A recent report produced by the Environmental Audit Committee (EAC) is appealing to the Government to introduce a new Environmental Protection Act as part of the Article 50 negotiations for Brexit. The report entitled The Future of the Natural Environment after the EU Referendum presents the findings of the first of a series of inquiries that the committee will be undertaking as the UK prepares to leave the EU.
The committee looked at the international, legislative and financial issues that the government must manage to ensure that standards are maintained and protect the Governments manifesto commitment to “be the first generation to leave the environment in a better state than it found it”. Currently much of the funding for environmental protection is provided by the EU which has provided a common framework for members to develop their own environmental policies. The EAC states that the government must define clear objectives for future environmental protection and allocate the required resources in order to deliver those objectives.
The report includes 7 recommendations that should be acted upon by DEFRA and other government departments both prior to article 50 negotiations and in the months after negotiations begin. Without such actions the UK risks weakening environmental protections disrupting food production and presenting risks for farm businesses, leading to further degradation of the UK’s natural assets and higher costs of subsequent intervention.
The EAC’s recommendations are
- (1) In order to meet its manifesto commitment to “be the first generation to leave the environment in a better state than it found it”, the Government must, before triggering Article 50, commit to legislating for a new Environmental Protection Act, ensuring that the UK has an equivalent or better level of environmental protection as in the EU.
- (2) Government must, as part of its initial work to leave the EU, assess the resources necessary to replace existing EU environmental funding to ensure that farm businesses remain viable, and that animal welfare, food security and food safety are protected, both in the UK and the Overseas Territories. Government must also provide evidence to allay our scepticism over the capacity of Defra to meet the additional pressures that exiting the EU creates for meeting the Government’s manifesto commitment in a cost-effective manner alongside its non-environmental priorities.
- (3) Government must recognise the interdependence of its two 25 year plans and ensure that they are fully coordinated as part of a combined negotiating strategy, including providing clarity on how the links will be communicated and acted upon. The plan frameworks should be published and consulted on before Article 50 is triggered so as to inform the Government’s negotiating position and form the basis of a new Environmental Protection Act.
- (4) The EU negotiations led by the Prime Minister and supported by DExEU must address the impact of international issues, including future trade arrangements, on the UK environment and agriculture. The Birds and Habitats directives are at risk even if the UK remains a member of the EEA. If the UK leaves the Single Market then the Government should state clearly what new measures need to be put in place to maintain food safety and security, protect British agriculture from tariff and non-tariff barriers and ensure the UK maintains our current level of environmental protection. The Government should also undertake a gap analysis to establish whether additional animal welfare and food safety standards legislation is necessary.

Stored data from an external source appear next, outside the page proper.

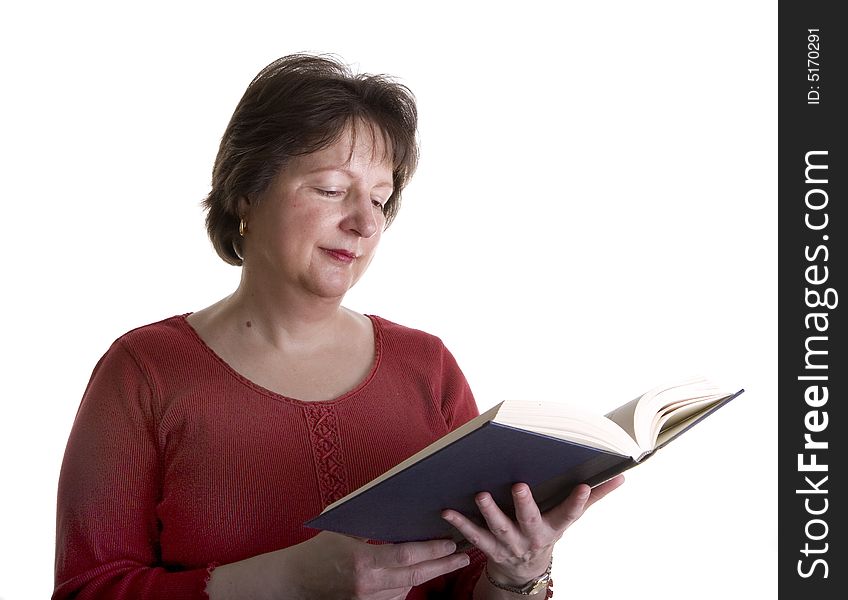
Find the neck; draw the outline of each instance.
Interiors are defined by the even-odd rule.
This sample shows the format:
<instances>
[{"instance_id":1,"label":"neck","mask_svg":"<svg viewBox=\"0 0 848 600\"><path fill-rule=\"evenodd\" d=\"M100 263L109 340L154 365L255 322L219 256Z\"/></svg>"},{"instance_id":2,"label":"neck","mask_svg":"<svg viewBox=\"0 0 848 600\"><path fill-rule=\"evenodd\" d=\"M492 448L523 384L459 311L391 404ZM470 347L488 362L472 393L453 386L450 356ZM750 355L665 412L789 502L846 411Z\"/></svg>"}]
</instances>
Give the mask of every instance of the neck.
<instances>
[{"instance_id":1,"label":"neck","mask_svg":"<svg viewBox=\"0 0 848 600\"><path fill-rule=\"evenodd\" d=\"M278 349L314 346L334 336L339 325L353 316L341 306L342 299L257 285L243 270L236 291L219 303L219 315Z\"/></svg>"}]
</instances>

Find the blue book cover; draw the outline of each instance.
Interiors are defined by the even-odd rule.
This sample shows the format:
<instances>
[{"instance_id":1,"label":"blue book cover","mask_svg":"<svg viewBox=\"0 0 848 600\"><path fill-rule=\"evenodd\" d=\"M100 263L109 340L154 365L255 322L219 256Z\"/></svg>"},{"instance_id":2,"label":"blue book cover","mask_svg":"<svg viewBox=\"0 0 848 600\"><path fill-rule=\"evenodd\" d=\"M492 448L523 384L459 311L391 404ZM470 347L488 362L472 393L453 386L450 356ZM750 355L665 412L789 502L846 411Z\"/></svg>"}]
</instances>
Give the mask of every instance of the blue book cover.
<instances>
[{"instance_id":1,"label":"blue book cover","mask_svg":"<svg viewBox=\"0 0 848 600\"><path fill-rule=\"evenodd\" d=\"M742 391L721 396L705 410L681 421L671 439ZM441 512L452 508L482 523L474 503L478 492L490 492L509 514L511 487L523 482L530 486L544 512L564 500L577 484L602 483L641 464L671 441L634 457L499 422L501 405L331 504L305 525L385 542L435 538L459 542L462 538L441 518Z\"/></svg>"}]
</instances>

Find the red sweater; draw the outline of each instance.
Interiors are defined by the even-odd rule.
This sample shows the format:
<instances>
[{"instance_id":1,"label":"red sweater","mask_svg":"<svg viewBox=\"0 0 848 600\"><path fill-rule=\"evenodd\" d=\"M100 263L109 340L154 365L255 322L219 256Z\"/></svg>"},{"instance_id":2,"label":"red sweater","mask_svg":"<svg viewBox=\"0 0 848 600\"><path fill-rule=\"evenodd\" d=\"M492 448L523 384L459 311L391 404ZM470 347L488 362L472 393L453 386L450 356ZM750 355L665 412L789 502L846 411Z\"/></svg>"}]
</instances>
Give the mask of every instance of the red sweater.
<instances>
[{"instance_id":1,"label":"red sweater","mask_svg":"<svg viewBox=\"0 0 848 600\"><path fill-rule=\"evenodd\" d=\"M310 538L327 504L477 415L438 338L371 320L371 373L327 402L245 379L185 315L116 340L65 451L53 598L204 599L212 565ZM408 598L470 597L472 558Z\"/></svg>"}]
</instances>

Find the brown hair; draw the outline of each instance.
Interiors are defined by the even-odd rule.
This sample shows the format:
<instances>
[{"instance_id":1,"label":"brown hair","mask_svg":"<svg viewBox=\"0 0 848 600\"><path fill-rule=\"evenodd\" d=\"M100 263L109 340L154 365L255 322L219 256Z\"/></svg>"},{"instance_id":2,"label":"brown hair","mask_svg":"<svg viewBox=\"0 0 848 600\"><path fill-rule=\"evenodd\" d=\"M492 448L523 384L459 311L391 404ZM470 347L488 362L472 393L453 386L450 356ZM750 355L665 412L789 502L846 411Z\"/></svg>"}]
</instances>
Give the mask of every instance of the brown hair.
<instances>
[{"instance_id":1,"label":"brown hair","mask_svg":"<svg viewBox=\"0 0 848 600\"><path fill-rule=\"evenodd\" d=\"M380 132L391 152L388 227L418 164L412 92L386 75L353 74L331 55L284 56L254 77L224 131L203 201L206 231L222 259L242 264L239 199L262 194L289 158L326 148L355 119Z\"/></svg>"}]
</instances>

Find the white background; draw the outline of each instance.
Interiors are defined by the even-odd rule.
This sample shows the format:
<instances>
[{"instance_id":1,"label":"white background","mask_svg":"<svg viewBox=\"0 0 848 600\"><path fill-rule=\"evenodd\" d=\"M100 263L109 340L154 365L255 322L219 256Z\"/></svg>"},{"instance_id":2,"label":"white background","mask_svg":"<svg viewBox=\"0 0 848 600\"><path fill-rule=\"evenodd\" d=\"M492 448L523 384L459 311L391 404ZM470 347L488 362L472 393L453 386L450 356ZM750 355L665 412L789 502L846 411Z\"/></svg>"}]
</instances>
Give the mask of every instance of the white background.
<instances>
[{"instance_id":1,"label":"white background","mask_svg":"<svg viewBox=\"0 0 848 600\"><path fill-rule=\"evenodd\" d=\"M481 409L747 390L566 534L557 596L776 596L776 3L132 6L0 9L0 598L51 593L100 355L234 289L199 202L245 86L301 50L415 92L420 169L347 304L441 336Z\"/></svg>"}]
</instances>

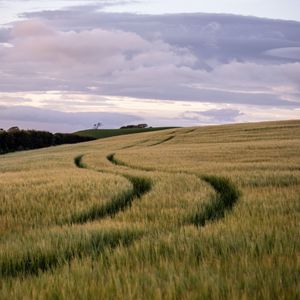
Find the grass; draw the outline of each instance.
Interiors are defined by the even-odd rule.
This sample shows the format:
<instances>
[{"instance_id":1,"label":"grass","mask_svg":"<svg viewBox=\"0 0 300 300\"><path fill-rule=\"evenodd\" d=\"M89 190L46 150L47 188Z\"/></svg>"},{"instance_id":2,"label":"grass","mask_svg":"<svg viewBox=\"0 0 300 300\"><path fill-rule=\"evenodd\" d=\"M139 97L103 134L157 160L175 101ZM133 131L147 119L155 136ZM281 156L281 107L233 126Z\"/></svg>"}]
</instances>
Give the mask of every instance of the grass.
<instances>
[{"instance_id":1,"label":"grass","mask_svg":"<svg viewBox=\"0 0 300 300\"><path fill-rule=\"evenodd\" d=\"M1 156L0 298L299 299L299 129L178 128Z\"/></svg>"},{"instance_id":2,"label":"grass","mask_svg":"<svg viewBox=\"0 0 300 300\"><path fill-rule=\"evenodd\" d=\"M97 257L105 247L129 245L137 233L116 230L59 229L40 237L30 249L9 246L10 252L0 256L0 276L16 277L38 275L63 266L75 258Z\"/></svg>"},{"instance_id":3,"label":"grass","mask_svg":"<svg viewBox=\"0 0 300 300\"><path fill-rule=\"evenodd\" d=\"M30 174L30 175L29 175ZM0 241L11 234L69 222L106 205L130 183L123 177L68 168L0 173Z\"/></svg>"}]
</instances>

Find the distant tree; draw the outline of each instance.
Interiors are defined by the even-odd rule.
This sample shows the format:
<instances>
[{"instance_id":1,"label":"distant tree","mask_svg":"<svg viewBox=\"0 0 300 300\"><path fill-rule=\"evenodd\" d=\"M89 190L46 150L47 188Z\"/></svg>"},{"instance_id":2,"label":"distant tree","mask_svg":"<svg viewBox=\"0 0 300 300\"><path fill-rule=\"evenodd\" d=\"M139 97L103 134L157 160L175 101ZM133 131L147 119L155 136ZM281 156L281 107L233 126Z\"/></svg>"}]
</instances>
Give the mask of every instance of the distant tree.
<instances>
[{"instance_id":1,"label":"distant tree","mask_svg":"<svg viewBox=\"0 0 300 300\"><path fill-rule=\"evenodd\" d=\"M20 128L18 126L13 126L13 127L10 127L7 132L17 132L17 131L20 131Z\"/></svg>"},{"instance_id":2,"label":"distant tree","mask_svg":"<svg viewBox=\"0 0 300 300\"><path fill-rule=\"evenodd\" d=\"M149 127L148 124L138 124L138 128L147 128Z\"/></svg>"},{"instance_id":3,"label":"distant tree","mask_svg":"<svg viewBox=\"0 0 300 300\"><path fill-rule=\"evenodd\" d=\"M148 128L148 124L138 124L138 125L126 125L122 126L120 129L129 129L129 128Z\"/></svg>"},{"instance_id":4,"label":"distant tree","mask_svg":"<svg viewBox=\"0 0 300 300\"><path fill-rule=\"evenodd\" d=\"M94 129L99 129L102 126L103 126L103 124L101 122L98 122L98 123L94 124Z\"/></svg>"}]
</instances>

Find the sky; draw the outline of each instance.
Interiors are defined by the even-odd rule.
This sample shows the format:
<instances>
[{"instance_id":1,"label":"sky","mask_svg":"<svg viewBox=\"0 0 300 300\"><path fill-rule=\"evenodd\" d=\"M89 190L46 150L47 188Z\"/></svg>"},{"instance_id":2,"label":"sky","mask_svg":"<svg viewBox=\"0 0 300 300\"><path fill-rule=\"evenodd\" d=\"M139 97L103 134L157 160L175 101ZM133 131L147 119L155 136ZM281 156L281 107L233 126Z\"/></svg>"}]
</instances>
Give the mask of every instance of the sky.
<instances>
[{"instance_id":1,"label":"sky","mask_svg":"<svg viewBox=\"0 0 300 300\"><path fill-rule=\"evenodd\" d=\"M299 119L298 0L0 0L0 128Z\"/></svg>"}]
</instances>

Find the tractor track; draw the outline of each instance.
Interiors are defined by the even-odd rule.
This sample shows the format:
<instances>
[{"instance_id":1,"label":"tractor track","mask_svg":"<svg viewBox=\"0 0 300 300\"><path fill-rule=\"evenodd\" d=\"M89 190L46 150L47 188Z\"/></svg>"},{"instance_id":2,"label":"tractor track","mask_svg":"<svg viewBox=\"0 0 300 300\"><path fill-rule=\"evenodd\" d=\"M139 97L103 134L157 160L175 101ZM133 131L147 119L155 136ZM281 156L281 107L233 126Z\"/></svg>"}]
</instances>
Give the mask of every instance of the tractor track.
<instances>
[{"instance_id":1,"label":"tractor track","mask_svg":"<svg viewBox=\"0 0 300 300\"><path fill-rule=\"evenodd\" d=\"M154 169L146 169L138 166L130 166L126 162L119 160L115 157L115 153L109 154L107 159L117 165L124 166L127 168L147 171L147 172L155 172L159 170ZM196 175L189 172L168 172L162 171L163 173L168 174L186 174L186 175ZM231 211L235 204L238 202L241 192L239 189L233 184L233 182L222 176L198 176L199 179L207 182L216 192L216 197L212 197L210 202L202 205L197 212L193 214L192 217L188 220L189 223L202 227L208 224L209 222L217 221L225 217L226 212Z\"/></svg>"}]
</instances>

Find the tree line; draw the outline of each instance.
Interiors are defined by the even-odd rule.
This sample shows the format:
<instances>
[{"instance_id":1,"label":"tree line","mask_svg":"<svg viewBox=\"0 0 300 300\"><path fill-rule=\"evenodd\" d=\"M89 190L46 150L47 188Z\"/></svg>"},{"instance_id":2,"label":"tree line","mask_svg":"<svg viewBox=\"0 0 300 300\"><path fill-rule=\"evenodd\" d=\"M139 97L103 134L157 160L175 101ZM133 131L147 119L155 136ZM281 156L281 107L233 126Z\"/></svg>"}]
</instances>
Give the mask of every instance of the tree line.
<instances>
[{"instance_id":1,"label":"tree line","mask_svg":"<svg viewBox=\"0 0 300 300\"><path fill-rule=\"evenodd\" d=\"M51 133L36 130L0 131L0 154L38 149L62 144L75 144L94 140L92 137L69 133Z\"/></svg>"}]
</instances>

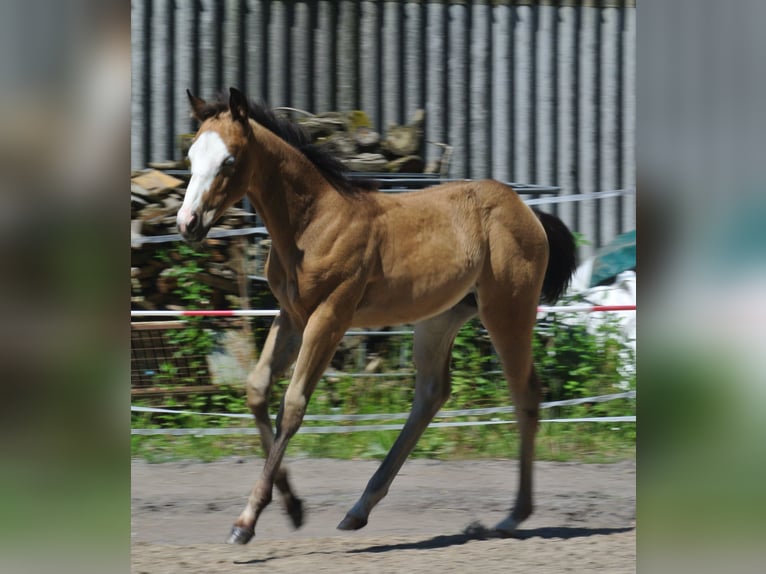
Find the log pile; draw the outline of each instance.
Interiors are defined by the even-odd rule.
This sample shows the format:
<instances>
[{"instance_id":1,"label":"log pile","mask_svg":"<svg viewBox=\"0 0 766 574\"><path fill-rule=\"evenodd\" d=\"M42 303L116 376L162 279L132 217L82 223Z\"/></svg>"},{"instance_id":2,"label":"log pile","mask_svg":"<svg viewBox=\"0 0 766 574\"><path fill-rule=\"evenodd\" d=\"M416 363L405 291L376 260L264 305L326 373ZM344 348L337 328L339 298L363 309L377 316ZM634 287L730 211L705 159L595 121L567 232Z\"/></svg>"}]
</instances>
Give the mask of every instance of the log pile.
<instances>
[{"instance_id":1,"label":"log pile","mask_svg":"<svg viewBox=\"0 0 766 574\"><path fill-rule=\"evenodd\" d=\"M360 110L326 112L296 121L314 143L329 149L352 171L439 173L446 167L440 161L426 166L423 160L423 110L415 111L405 125L389 125L384 135L372 128L369 117Z\"/></svg>"}]
</instances>

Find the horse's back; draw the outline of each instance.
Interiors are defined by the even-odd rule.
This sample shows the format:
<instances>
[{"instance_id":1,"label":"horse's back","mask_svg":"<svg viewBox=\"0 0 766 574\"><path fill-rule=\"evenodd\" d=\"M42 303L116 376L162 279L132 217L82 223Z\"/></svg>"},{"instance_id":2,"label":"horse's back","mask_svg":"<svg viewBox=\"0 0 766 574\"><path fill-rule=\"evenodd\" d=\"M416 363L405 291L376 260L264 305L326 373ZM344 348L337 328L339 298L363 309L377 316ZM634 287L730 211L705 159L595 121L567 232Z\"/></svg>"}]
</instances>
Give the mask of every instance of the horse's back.
<instances>
[{"instance_id":1,"label":"horse's back","mask_svg":"<svg viewBox=\"0 0 766 574\"><path fill-rule=\"evenodd\" d=\"M466 234L489 241L493 234L510 233L514 242L546 243L532 209L511 186L497 180L454 181L401 194L378 194L377 199L392 232L408 228L416 232L417 224L442 241Z\"/></svg>"},{"instance_id":2,"label":"horse's back","mask_svg":"<svg viewBox=\"0 0 766 574\"><path fill-rule=\"evenodd\" d=\"M376 199L381 208L371 229L376 270L360 301L360 323L377 323L382 309L397 322L441 312L475 288L488 262L498 267L498 276L504 274L500 267L514 265L530 241L526 234L534 245L545 241L534 213L509 186L494 180Z\"/></svg>"},{"instance_id":3,"label":"horse's back","mask_svg":"<svg viewBox=\"0 0 766 574\"><path fill-rule=\"evenodd\" d=\"M406 208L431 212L453 208L465 212L502 207L520 214L532 213L510 185L494 179L451 181L414 191L375 195L384 211Z\"/></svg>"}]
</instances>

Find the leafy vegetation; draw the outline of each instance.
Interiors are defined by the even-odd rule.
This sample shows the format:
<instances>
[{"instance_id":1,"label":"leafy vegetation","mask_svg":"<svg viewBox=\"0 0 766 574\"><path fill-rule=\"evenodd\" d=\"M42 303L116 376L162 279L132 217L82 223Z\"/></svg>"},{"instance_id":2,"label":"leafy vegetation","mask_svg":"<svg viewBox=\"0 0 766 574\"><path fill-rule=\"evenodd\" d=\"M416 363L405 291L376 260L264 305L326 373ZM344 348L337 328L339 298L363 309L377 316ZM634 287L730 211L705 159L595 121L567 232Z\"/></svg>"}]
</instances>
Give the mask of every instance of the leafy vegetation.
<instances>
[{"instance_id":1,"label":"leafy vegetation","mask_svg":"<svg viewBox=\"0 0 766 574\"><path fill-rule=\"evenodd\" d=\"M171 250L159 251L157 257L164 263L173 263L167 270L168 278L175 283L173 292L185 302L187 309L209 309L213 290L197 279L203 270L202 263L208 258L204 252L178 243ZM214 345L213 333L204 327L202 317L188 317L186 327L167 333L168 342L176 349L173 359L185 359L181 372L176 362L160 365L156 381L162 384L194 384L197 378L207 374L205 357Z\"/></svg>"}]
</instances>

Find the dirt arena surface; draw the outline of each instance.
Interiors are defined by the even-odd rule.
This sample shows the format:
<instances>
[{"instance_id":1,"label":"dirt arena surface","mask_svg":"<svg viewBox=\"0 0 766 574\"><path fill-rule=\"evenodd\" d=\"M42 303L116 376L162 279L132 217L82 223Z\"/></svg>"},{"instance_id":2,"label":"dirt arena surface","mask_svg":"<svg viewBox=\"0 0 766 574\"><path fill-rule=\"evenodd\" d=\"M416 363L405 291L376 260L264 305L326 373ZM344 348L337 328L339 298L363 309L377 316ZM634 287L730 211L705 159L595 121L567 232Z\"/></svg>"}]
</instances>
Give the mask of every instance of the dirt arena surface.
<instances>
[{"instance_id":1,"label":"dirt arena surface","mask_svg":"<svg viewBox=\"0 0 766 574\"><path fill-rule=\"evenodd\" d=\"M536 510L515 538L488 530L516 492L516 461L411 460L357 532L336 525L376 461L293 459L306 521L275 492L247 546L222 541L260 459L132 463L132 572L635 572L635 462L535 463Z\"/></svg>"}]
</instances>

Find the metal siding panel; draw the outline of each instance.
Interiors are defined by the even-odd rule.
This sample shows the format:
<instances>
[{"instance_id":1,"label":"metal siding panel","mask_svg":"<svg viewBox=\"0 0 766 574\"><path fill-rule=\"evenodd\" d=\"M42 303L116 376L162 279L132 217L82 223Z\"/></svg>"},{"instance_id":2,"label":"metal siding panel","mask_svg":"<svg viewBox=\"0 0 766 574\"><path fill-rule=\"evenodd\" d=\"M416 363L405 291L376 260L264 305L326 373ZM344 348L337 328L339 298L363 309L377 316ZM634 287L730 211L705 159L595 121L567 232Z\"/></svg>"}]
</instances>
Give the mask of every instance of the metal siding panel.
<instances>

- (5) Before Article 50 is triggered the Government must identify legislation which may be difficult to transpose to ensure full public and parliamentary debate and scrutiny. The Government should introduce a new Environmental Protection Act to maintain and enforce environmental standards after we leave. This is needed to ensure environmental standards are not weakened when we leave the EU–whether through leaving the Single Market, changes in trading status or through the creation of “zombie legislation” resulting from our departure from EU governance and enforcement structures. Government should address the resource implications of this for Defra. Finally, the Government should guarantee that it will not trade away environmental protections, animal welfare and food safety standards, as part of the negotiations to leave, or as part of future trade deals.
- (6) Before Britain leaves the EU the Government must have clearly established the environmental objectives and governance model to be used for any future land management payments. Objectives should be clearly linked to the public goods that are to be achieved through funding rather than simply providing income support to farmers: these public goods should be supported by strong evidence of the benefits they provide and the market failure they correct. The Government must produce evidence which enables an outcomes focussed approach and supports innovation.
- (7) Defra must, as part of leaving the EU, ensure that plans for post-EU environmental coordination between the countries of the UK is sufficient to ensure that funding is allocated fairly and transparently, with shared strategic objectives complemented by minimum environmental standards, so that the UK can continue to meet its international obligations. The Overseas Territories must also receive sufficient funding and support to ensure they can meet their international obligations.